Search code examples
pythonjsonutf-8flask

python jsonify dictionary in utf-8


I want to get json data into utf-8

I have a list my_list = []

and then many appends unicode values to the list like this

my_list.append(u'ტესტ')

return jsonify(result=my_list)

and it gets

{
"result": [
"\u10e2\u10d4\u10e1\u10e2",
"\u10e2\u10dd\u10db\u10d0\u10e8\u10d5\u10d8\u10da\u10d8"
]
}

Solution

  • Use the standard-library json module instead, and set the ensure_ascii keyword parameter to False when encoding, or do the same with flask.json.dumps():

    >>> data = u'\u10e2\u10d4\u10e1\u10e2'
    >>> import json
    >>> json.dumps(data)
    '"\\u10e2\\u10d4\\u10e1\\u10e2"'
    >>> json.dumps(data, ensure_ascii=False)
    u'"\u10e2\u10d4\u10e1\u10e2"'
    >>> print json.dumps(data, ensure_ascii=False)
    "ტესტ"
    >>> json.dumps(data, ensure_ascii=False).encode('utf8')
    '"\xe1\x83\xa2\xe1\x83\x94\xe1\x83\xa1\xe1\x83\xa2"'
    

    Note that you still need to explicitly encode the result to UTF8 because the dumps() function returns a unicode object in that case.
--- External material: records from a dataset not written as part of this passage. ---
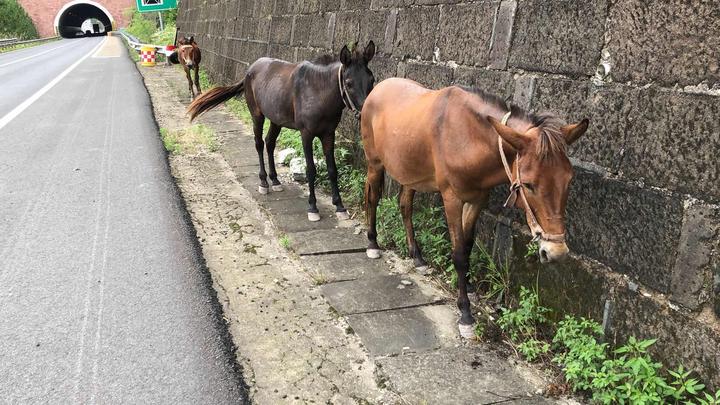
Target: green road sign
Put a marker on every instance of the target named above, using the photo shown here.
(146, 6)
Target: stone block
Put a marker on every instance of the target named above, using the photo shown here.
(634, 230)
(382, 4)
(692, 342)
(492, 378)
(697, 251)
(673, 141)
(465, 32)
(320, 34)
(430, 76)
(502, 34)
(558, 36)
(347, 29)
(665, 41)
(415, 36)
(374, 294)
(383, 67)
(281, 52)
(281, 30)
(372, 27)
(491, 81)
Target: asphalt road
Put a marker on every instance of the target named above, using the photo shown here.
(103, 297)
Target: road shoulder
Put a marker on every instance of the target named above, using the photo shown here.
(318, 322)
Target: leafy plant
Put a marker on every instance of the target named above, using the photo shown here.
(497, 277)
(285, 242)
(15, 22)
(532, 249)
(522, 323)
(627, 375)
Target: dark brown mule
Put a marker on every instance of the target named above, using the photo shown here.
(307, 96)
(447, 141)
(189, 56)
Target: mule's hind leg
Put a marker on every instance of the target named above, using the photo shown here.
(310, 172)
(270, 141)
(461, 259)
(406, 199)
(373, 192)
(328, 142)
(187, 75)
(258, 123)
(197, 78)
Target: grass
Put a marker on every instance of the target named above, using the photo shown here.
(11, 48)
(285, 242)
(194, 139)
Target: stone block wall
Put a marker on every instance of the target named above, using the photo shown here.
(643, 214)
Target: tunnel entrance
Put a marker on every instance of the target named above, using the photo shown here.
(83, 18)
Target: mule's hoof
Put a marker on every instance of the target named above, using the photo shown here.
(373, 253)
(466, 331)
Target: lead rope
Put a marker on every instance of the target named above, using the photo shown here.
(344, 94)
(516, 188)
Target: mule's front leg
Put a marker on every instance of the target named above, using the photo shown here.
(461, 260)
(328, 142)
(311, 172)
(405, 198)
(373, 192)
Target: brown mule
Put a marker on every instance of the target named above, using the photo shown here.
(449, 141)
(189, 56)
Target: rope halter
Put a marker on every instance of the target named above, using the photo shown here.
(346, 96)
(518, 189)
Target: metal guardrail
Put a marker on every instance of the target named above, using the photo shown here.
(30, 41)
(135, 43)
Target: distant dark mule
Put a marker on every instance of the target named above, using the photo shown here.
(451, 141)
(307, 96)
(189, 56)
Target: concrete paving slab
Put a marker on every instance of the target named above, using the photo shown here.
(374, 294)
(324, 241)
(344, 266)
(460, 375)
(404, 330)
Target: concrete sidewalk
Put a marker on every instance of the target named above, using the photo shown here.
(403, 323)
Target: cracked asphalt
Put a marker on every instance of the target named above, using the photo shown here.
(104, 297)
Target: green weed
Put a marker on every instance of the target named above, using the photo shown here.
(285, 242)
(170, 141)
(522, 323)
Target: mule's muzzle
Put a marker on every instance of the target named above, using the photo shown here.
(552, 251)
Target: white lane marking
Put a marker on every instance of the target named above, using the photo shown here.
(25, 104)
(37, 54)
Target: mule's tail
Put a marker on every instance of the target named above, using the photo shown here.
(213, 98)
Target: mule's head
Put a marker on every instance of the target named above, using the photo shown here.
(357, 79)
(187, 40)
(544, 172)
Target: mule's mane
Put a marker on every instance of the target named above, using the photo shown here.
(551, 139)
(325, 60)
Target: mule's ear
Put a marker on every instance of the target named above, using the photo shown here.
(517, 140)
(573, 132)
(369, 51)
(345, 56)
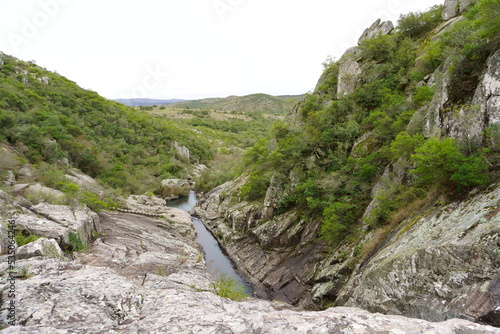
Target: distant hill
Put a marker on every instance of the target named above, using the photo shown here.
(146, 102)
(254, 102)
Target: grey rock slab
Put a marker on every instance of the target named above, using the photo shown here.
(40, 247)
(378, 28)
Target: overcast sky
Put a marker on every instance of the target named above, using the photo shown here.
(190, 49)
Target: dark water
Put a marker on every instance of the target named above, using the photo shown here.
(217, 262)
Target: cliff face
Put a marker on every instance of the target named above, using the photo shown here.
(441, 261)
(147, 275)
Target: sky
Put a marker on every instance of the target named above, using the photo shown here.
(190, 49)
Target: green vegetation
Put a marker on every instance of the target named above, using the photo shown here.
(278, 105)
(332, 160)
(22, 238)
(58, 126)
(227, 287)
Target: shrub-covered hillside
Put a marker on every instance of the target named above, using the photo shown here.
(49, 119)
(340, 142)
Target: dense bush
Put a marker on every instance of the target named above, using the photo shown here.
(440, 162)
(61, 122)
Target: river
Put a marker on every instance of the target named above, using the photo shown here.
(217, 261)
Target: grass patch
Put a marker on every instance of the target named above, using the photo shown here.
(23, 238)
(76, 244)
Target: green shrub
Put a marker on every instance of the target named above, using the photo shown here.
(416, 25)
(404, 145)
(94, 202)
(256, 186)
(227, 287)
(441, 162)
(337, 219)
(23, 238)
(423, 95)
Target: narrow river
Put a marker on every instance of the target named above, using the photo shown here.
(217, 261)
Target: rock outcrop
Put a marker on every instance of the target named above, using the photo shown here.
(466, 124)
(429, 268)
(378, 28)
(349, 71)
(174, 188)
(281, 256)
(37, 191)
(59, 221)
(440, 263)
(453, 8)
(182, 151)
(144, 276)
(41, 247)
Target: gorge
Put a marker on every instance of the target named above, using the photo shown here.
(373, 206)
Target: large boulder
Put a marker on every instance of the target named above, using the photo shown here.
(40, 247)
(182, 151)
(378, 28)
(349, 72)
(59, 221)
(37, 191)
(84, 181)
(453, 8)
(441, 264)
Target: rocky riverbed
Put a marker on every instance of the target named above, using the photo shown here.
(143, 274)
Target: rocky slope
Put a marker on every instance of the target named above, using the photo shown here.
(146, 275)
(441, 262)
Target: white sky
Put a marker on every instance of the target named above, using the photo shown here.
(190, 49)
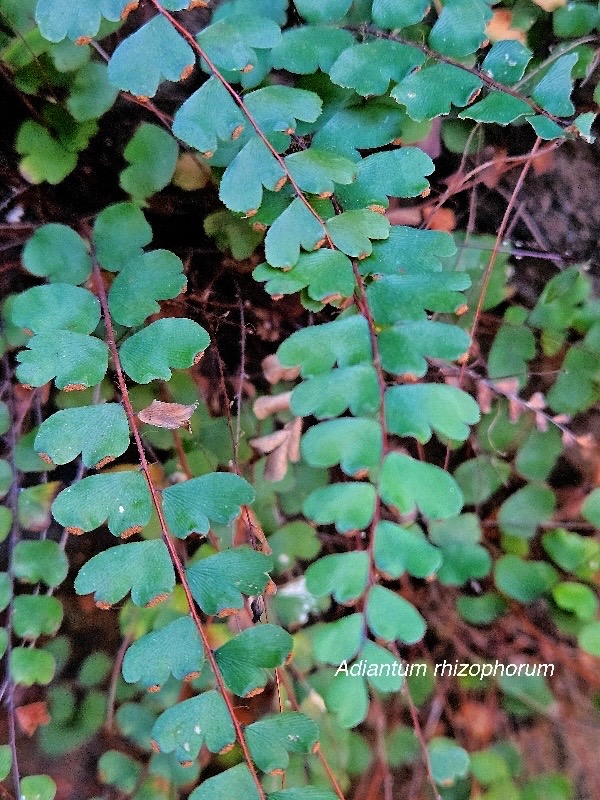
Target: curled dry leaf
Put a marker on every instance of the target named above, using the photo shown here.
(282, 447)
(485, 397)
(271, 404)
(168, 415)
(275, 372)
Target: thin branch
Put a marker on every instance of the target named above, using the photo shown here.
(179, 568)
(12, 502)
(485, 77)
(240, 103)
(318, 752)
(488, 271)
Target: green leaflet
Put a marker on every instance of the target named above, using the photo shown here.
(478, 478)
(310, 47)
(409, 250)
(120, 498)
(361, 128)
(45, 158)
(524, 581)
(120, 233)
(245, 661)
(231, 43)
(295, 540)
(368, 68)
(407, 484)
(117, 769)
(522, 513)
(413, 410)
(317, 171)
(207, 117)
(37, 787)
(33, 506)
(390, 14)
(55, 251)
(151, 54)
(296, 227)
(144, 568)
(431, 91)
(145, 279)
(356, 444)
(506, 61)
(330, 394)
(480, 610)
(553, 92)
(391, 617)
(460, 28)
(385, 680)
(348, 698)
(352, 231)
(271, 739)
(100, 433)
(161, 346)
(235, 782)
(191, 506)
(56, 306)
(152, 155)
(576, 598)
(322, 10)
(242, 184)
(58, 18)
(342, 575)
(92, 94)
(31, 666)
(186, 727)
(316, 349)
(397, 173)
(40, 561)
(396, 298)
(448, 761)
(326, 274)
(174, 650)
(71, 359)
(349, 505)
(36, 615)
(279, 108)
(497, 107)
(398, 550)
(217, 582)
(334, 642)
(403, 347)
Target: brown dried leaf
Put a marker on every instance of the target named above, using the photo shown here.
(275, 372)
(268, 443)
(167, 415)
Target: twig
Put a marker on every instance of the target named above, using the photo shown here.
(490, 266)
(240, 103)
(483, 76)
(110, 335)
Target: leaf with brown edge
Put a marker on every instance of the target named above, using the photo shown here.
(174, 650)
(187, 726)
(245, 661)
(142, 568)
(100, 433)
(120, 498)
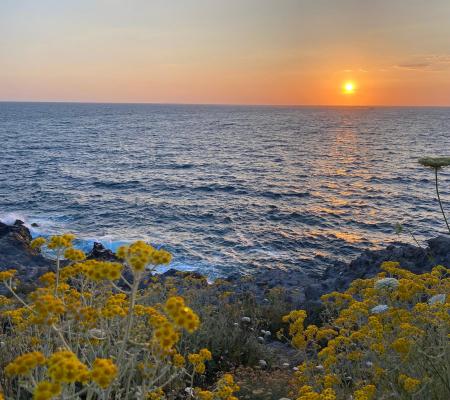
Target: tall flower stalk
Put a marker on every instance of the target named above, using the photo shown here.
(437, 163)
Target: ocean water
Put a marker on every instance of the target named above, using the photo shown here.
(225, 188)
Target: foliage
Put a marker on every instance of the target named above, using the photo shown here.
(384, 338)
(90, 330)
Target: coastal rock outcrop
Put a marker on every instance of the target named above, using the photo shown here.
(301, 288)
(16, 252)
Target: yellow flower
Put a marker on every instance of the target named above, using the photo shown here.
(25, 363)
(178, 360)
(182, 315)
(46, 390)
(104, 371)
(401, 345)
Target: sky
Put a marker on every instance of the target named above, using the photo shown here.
(286, 52)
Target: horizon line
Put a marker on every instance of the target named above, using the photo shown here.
(225, 104)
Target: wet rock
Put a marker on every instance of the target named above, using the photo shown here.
(99, 252)
(16, 253)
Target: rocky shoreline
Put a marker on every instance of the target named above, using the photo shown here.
(301, 287)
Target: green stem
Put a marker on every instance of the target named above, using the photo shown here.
(439, 199)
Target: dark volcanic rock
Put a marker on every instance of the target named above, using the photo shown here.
(301, 288)
(99, 252)
(16, 253)
(412, 258)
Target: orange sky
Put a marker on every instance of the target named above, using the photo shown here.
(211, 51)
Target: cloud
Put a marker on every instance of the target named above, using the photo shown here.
(433, 62)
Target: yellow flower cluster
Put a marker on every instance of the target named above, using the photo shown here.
(165, 333)
(48, 279)
(46, 390)
(226, 387)
(224, 390)
(198, 360)
(139, 254)
(182, 315)
(7, 275)
(101, 270)
(157, 394)
(61, 241)
(65, 367)
(381, 330)
(47, 308)
(178, 360)
(25, 363)
(74, 254)
(104, 371)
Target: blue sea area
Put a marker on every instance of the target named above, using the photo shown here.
(225, 188)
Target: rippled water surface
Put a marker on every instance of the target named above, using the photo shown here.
(225, 188)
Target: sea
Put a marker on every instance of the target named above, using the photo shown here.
(226, 189)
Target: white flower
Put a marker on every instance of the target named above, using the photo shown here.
(437, 299)
(379, 309)
(386, 283)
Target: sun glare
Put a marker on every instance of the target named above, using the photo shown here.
(348, 88)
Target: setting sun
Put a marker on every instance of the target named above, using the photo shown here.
(349, 88)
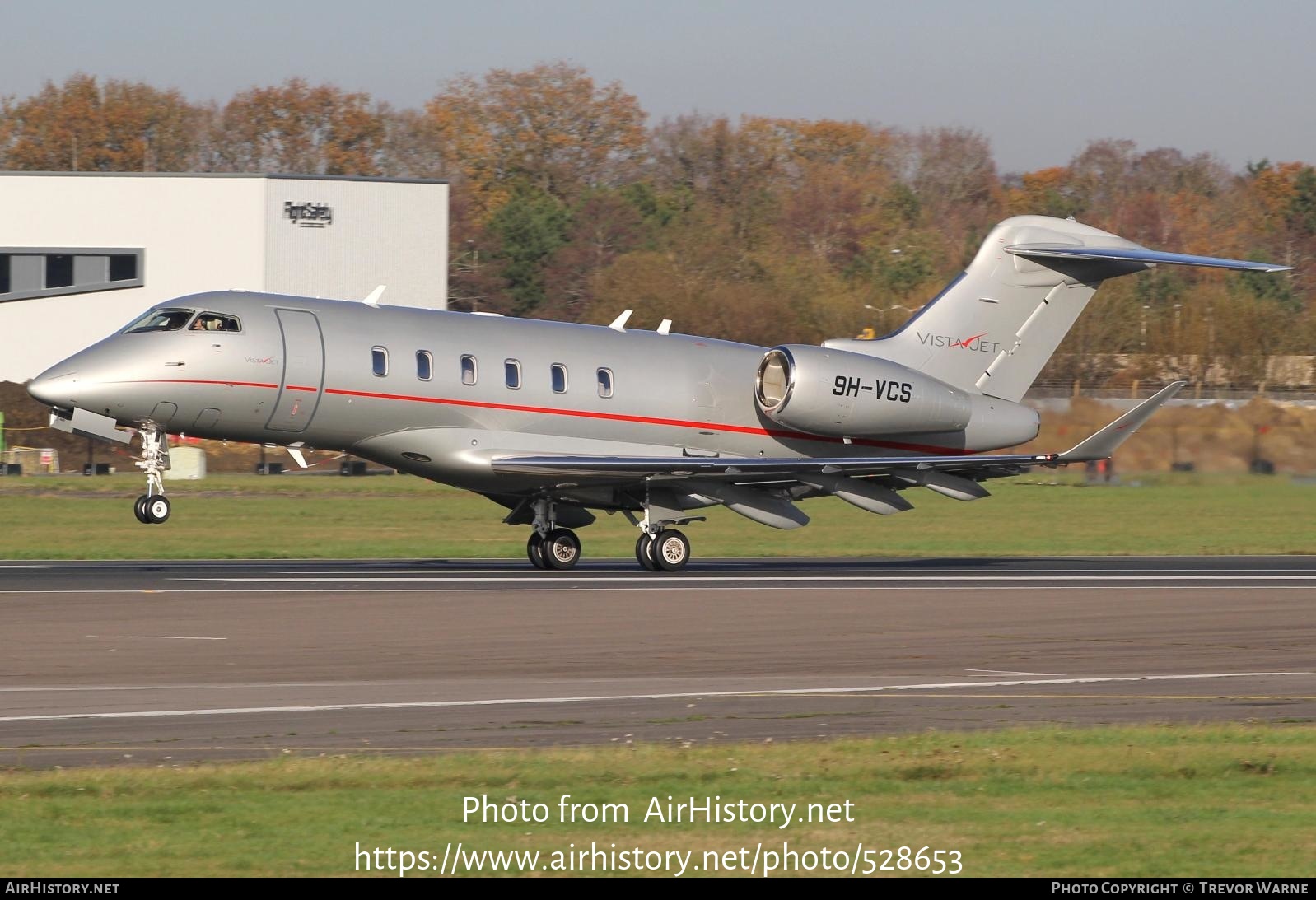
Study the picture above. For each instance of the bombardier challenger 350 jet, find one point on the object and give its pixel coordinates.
(556, 420)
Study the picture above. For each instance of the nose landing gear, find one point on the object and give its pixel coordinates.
(153, 508)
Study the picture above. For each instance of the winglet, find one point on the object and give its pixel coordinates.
(1104, 442)
(373, 301)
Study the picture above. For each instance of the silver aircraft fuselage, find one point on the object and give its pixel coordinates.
(303, 371)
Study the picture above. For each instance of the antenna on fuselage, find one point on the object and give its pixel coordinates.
(373, 299)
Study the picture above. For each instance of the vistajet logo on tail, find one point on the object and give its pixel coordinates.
(950, 341)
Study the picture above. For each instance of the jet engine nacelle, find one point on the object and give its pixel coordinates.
(841, 394)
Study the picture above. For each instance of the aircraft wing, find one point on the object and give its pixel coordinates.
(757, 469)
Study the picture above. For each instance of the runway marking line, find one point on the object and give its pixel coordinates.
(149, 637)
(740, 576)
(657, 585)
(530, 702)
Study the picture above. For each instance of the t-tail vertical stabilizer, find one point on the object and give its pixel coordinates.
(995, 327)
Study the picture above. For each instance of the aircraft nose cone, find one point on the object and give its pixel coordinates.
(52, 389)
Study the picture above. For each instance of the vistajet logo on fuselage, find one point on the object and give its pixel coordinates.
(974, 343)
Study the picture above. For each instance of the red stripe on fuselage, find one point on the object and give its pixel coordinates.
(651, 420)
(614, 417)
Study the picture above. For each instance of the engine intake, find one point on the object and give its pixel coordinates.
(841, 394)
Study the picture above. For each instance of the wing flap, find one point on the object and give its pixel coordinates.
(752, 469)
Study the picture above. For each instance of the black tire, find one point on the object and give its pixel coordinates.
(534, 550)
(644, 553)
(671, 550)
(561, 549)
(156, 510)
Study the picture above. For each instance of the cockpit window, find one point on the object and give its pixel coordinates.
(215, 323)
(161, 320)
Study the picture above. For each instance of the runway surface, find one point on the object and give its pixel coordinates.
(170, 662)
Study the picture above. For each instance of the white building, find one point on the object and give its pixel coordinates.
(83, 254)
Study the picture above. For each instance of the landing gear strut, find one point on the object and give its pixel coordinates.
(153, 507)
(552, 546)
(660, 548)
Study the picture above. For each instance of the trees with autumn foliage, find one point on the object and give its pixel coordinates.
(567, 204)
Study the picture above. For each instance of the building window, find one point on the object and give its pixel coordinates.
(123, 268)
(28, 273)
(59, 270)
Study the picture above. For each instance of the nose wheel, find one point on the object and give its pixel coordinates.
(153, 508)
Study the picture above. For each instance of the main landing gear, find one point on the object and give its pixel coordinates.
(665, 552)
(552, 546)
(153, 507)
(660, 549)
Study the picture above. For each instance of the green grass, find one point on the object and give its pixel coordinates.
(244, 516)
(1133, 801)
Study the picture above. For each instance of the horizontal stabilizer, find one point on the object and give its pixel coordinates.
(1137, 254)
(1104, 442)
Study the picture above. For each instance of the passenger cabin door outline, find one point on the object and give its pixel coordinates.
(303, 371)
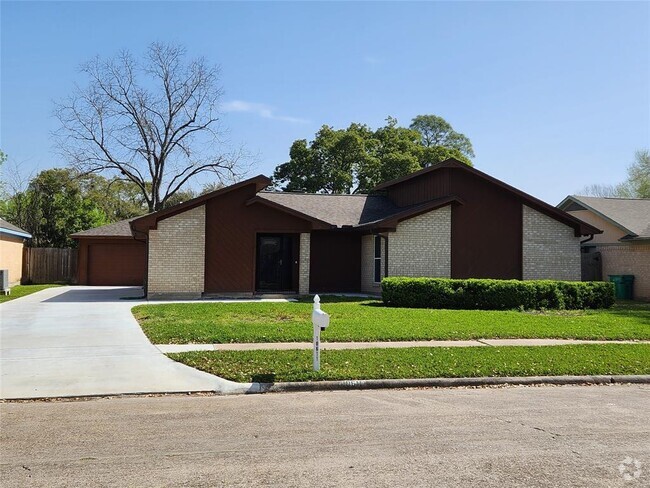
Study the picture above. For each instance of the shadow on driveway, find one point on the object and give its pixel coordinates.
(100, 294)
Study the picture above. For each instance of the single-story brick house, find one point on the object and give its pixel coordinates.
(624, 246)
(448, 220)
(12, 244)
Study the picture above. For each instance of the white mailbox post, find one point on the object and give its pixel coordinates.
(320, 320)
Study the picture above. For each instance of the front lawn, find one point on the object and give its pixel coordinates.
(23, 290)
(356, 320)
(276, 366)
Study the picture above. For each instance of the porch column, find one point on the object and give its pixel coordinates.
(303, 278)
    You can make this the default (and use jsonify() again) by setting JSON_AS_ASCII to False in your Flask app config.

    WARNING: do not include untrusted data in JSON that is not ASCII-safe, and then interpolate into a HTML template or use in a JSONP API, as you can cause syntax errors or open a cross-site scripting vulnerability this way. That's because JSON is not a strict subset of Javascript, and when disabling ASCII-safe encoding the U+2028 and U+2029 separators will not be escaped to \u2028 and \u2029 sequences.